Autonomous mobility is emerging as a new mode of urban transportation for moving cargo and passengers. However, such fleet coordination schemes face significant challenges in scaling to accommodate fast-growing fleet sizes that vary in their operational range, capacity, and communication capabilities. We introduce the concept of partially observable advanced air mobility games to coordinate a fleet of aerial vehicle agents accounting for their heterogeneity and self-interest inherent to commercial mobility fleets. We propose a novel heterogeneous graph attention-based encoder-decoder (HetGAT Enc-Dec) neural network to construct a generalizable stochastic policy stemming from the inter- and intra-agent relations within the mobility system. We train our policy by leveraging deep multi-agent reinforcement learning, allowing decentralized decision-making for the agents using their local observations. Through extensive experimentation, we show that the fleets operating under the HetGAT Enc-Dec policy outperform other state-of-the-art graph neural network-based policies by achieving the highest fleet reward and fulfillment ratios in an on-demand mobility network.

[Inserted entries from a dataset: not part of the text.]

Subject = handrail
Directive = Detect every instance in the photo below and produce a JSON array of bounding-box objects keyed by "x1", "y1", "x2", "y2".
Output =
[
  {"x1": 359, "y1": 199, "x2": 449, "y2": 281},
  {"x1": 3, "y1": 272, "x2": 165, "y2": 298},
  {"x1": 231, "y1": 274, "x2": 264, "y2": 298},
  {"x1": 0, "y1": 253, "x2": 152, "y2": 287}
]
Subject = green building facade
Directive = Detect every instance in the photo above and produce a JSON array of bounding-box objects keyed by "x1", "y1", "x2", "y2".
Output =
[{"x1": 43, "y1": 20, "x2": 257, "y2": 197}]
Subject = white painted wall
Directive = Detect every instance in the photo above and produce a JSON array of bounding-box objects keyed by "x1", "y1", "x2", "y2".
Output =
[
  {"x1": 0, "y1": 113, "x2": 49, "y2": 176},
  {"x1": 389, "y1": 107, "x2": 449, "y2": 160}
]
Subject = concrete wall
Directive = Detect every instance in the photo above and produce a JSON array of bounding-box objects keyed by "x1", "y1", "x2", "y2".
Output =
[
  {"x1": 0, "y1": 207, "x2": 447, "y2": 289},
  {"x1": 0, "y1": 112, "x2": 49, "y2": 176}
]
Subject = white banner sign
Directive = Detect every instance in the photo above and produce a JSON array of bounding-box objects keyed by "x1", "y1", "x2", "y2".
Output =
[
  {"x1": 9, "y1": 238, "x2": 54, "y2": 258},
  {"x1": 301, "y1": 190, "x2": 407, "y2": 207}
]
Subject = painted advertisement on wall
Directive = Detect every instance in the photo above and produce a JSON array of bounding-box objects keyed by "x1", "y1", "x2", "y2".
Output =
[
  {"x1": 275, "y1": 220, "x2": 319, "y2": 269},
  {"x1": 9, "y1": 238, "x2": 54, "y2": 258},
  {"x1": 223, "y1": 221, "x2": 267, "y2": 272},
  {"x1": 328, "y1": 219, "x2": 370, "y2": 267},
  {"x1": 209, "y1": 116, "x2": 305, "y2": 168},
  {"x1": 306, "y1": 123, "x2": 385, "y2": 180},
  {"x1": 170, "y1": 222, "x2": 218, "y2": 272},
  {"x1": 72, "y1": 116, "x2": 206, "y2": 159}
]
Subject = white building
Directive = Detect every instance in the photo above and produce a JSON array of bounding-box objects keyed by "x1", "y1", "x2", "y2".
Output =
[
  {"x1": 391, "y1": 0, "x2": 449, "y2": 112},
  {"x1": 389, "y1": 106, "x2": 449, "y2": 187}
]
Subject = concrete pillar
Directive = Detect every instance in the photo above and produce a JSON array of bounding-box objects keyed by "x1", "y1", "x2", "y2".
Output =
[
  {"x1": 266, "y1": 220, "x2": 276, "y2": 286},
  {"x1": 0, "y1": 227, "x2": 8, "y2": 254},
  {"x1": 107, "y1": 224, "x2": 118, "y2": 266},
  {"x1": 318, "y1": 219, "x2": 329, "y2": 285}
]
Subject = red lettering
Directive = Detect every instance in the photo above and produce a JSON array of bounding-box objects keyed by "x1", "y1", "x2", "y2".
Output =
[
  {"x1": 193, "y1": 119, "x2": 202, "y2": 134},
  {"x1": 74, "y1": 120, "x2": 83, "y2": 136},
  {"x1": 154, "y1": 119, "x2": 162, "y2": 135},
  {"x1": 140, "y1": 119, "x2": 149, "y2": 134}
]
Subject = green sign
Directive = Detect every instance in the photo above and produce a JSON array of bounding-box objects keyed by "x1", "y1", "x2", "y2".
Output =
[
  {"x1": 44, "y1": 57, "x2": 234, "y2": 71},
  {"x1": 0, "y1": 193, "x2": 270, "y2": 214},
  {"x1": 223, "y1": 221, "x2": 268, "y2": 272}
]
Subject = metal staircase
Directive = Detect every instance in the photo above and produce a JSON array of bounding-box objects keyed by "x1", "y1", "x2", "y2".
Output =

Graphical Games for UAV Swarm Control Under Time-Varying Communication Networks

We propose a unified framework for coordinating Unmanned Aerial Vehicle (UAV) swarms operating under time-varying communication networks. Our framework builds on the concept of graphical games, which we argue provides a compelling paradigm to subsume the interaction structures found in networked UAV swarms thanks to the shared local neighborhood properties. We present a general-sum, factorizable payoff function for cooperative UAV swarms based on the aggregated local states and yield a Nash equilibrium for the stage games. Further, we propose a decomposition-based approach to solve stage-graphical games in a scalable and decentralized fashion by approximating virtual, mean neighborhoods. Finally, we discuss extending the proposed framework toward general-sum stochastic games by leveraging deep Q-learning and model-predictive control.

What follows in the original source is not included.